Figure 2a–g indicates that when evaluated using the consensus values of predictions from multiple QSPRs, the investigated chemicals generally have low hydrophobicity (evidenced by a median log KOW of 2.4), low volatility (evidenced by a median log KOA of 9.2), and low persistence in vertebrate species (evidenced by median biotransformation half-lives of 5.1 and 4.5 h in fish and humans, respectively) and water (a median biodegradation half-life shorter than 50 days).

Coverage of Different Definitions of the Applicability Domain

It is imperative to note that QSARINS-Chem, OPERA, and IFS-QSAR define ADs based on the leverage approach, whereas EPI Suite’s AD definition uses the denylist approach. Such inconsistency is a result of the absence of a universal approach to establish the ADs of QSPRs.40,43 Therefore, understanding the extent of deviation between these two approaches is an intriguing aspect of QSPR analysis. Fortunately, IFS-QSAR also outputs AD information by using the denylist approach, making it possible and reasonable to perform a comparison between the two approaches. Supporting Information Table S1 compares the number of chemicals identified as being outside the AD of IFS-QSAR when AD is defined using the leverage and denylist approaches. The comparison indicates that the leverage approach excludes more chemicals from the AD for (i) KOW, KOA, and KOC that are calculated from Abraham solute descriptors (19,039–28,287 chemicals based on the leverage approach vs 672–2834 chemicals based on the denylist approach) and (ii) HLB,human (7002 chemicals based on the leverage approach vs 3427 chemicals based on the denylist approach). By contrast, the denylist approach excludes more chemicals from the AD for HLB,fish (8294 chemicals based on the leverage approach vs 22,233 chemicals based on the denylist approach). This contrast indicates that there is no general conclusion as to which approach is more stringent and hence defines a narrower coverage of the chemical space. As a result, any comparisons between the coverage of EPI Suite and other QSPR toolkits should be approached with caution.

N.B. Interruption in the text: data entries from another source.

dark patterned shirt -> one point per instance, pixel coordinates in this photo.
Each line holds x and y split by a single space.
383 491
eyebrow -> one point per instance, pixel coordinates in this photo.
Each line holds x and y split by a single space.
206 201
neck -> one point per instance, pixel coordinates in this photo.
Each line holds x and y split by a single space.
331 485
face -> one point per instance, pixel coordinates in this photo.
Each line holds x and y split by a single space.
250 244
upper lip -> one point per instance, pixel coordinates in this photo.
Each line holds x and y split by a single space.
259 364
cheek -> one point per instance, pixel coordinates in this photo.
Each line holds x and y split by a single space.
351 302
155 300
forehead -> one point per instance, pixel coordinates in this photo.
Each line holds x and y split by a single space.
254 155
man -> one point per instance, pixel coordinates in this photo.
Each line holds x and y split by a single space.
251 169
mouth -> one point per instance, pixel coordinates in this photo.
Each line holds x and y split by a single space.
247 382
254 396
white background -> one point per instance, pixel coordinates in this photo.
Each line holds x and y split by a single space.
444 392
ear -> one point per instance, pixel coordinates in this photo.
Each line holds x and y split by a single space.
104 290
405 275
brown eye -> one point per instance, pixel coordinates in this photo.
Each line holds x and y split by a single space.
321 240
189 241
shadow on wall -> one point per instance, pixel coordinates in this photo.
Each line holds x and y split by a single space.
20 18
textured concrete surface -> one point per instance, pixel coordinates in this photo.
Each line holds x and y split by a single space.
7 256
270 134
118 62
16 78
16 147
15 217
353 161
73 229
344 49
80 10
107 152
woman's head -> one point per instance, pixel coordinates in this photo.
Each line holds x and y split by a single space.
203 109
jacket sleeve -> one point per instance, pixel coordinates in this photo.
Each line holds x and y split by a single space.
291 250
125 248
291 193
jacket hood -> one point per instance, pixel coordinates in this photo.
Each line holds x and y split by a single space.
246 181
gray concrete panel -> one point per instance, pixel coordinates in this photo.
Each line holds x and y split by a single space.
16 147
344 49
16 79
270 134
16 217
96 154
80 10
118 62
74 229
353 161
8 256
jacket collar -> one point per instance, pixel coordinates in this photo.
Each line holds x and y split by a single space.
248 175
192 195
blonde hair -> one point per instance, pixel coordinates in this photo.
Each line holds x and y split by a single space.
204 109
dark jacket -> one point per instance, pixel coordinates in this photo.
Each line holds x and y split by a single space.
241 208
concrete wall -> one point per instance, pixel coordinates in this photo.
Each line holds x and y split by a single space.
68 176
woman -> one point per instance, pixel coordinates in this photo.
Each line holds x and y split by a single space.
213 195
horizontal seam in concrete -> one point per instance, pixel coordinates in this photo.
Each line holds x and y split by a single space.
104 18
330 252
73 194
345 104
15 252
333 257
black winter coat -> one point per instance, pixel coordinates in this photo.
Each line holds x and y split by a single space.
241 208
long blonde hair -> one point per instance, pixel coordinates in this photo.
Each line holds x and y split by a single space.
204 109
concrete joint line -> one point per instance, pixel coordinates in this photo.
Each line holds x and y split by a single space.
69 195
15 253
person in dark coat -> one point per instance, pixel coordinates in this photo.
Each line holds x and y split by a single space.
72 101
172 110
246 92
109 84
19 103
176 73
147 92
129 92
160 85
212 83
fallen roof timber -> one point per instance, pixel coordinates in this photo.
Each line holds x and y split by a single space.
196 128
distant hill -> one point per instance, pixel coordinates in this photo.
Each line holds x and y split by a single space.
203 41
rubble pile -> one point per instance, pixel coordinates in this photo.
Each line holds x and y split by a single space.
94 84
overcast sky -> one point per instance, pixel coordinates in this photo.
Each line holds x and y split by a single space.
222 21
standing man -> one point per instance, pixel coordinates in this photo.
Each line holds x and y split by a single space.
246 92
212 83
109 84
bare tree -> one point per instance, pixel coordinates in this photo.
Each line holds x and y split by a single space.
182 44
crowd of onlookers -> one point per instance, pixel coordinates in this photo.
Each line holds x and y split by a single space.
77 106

Coverage of the Applicability Domains of Commonly Used QSPR Toolkits

Figure 2 shows the extent to which the ADs of QSPRs in four QSPR toolkits cover the investigated chemicals. Specifically, Figure 2h–n additionally shows the distributions of in-AD chemicals and out-AD chemicals predicted by these QSPRs; for comparison, Figure 2a–g displays the distributions of investigated chemicals falling within the AD of at least one QSPR and outside the ADs of all investigated QSPRs.

As Figure 2 shows, when partitioning properties are predicted (KOW, KOA, and KOC), OPERA exhibits the broadest AD, covering around or over 50% of the investigated chemicals. In contrast, the use of pp-LFERs in combination with IFS-QSAR-predicted Abraham solute descriptors shows the narrowest AD coverage.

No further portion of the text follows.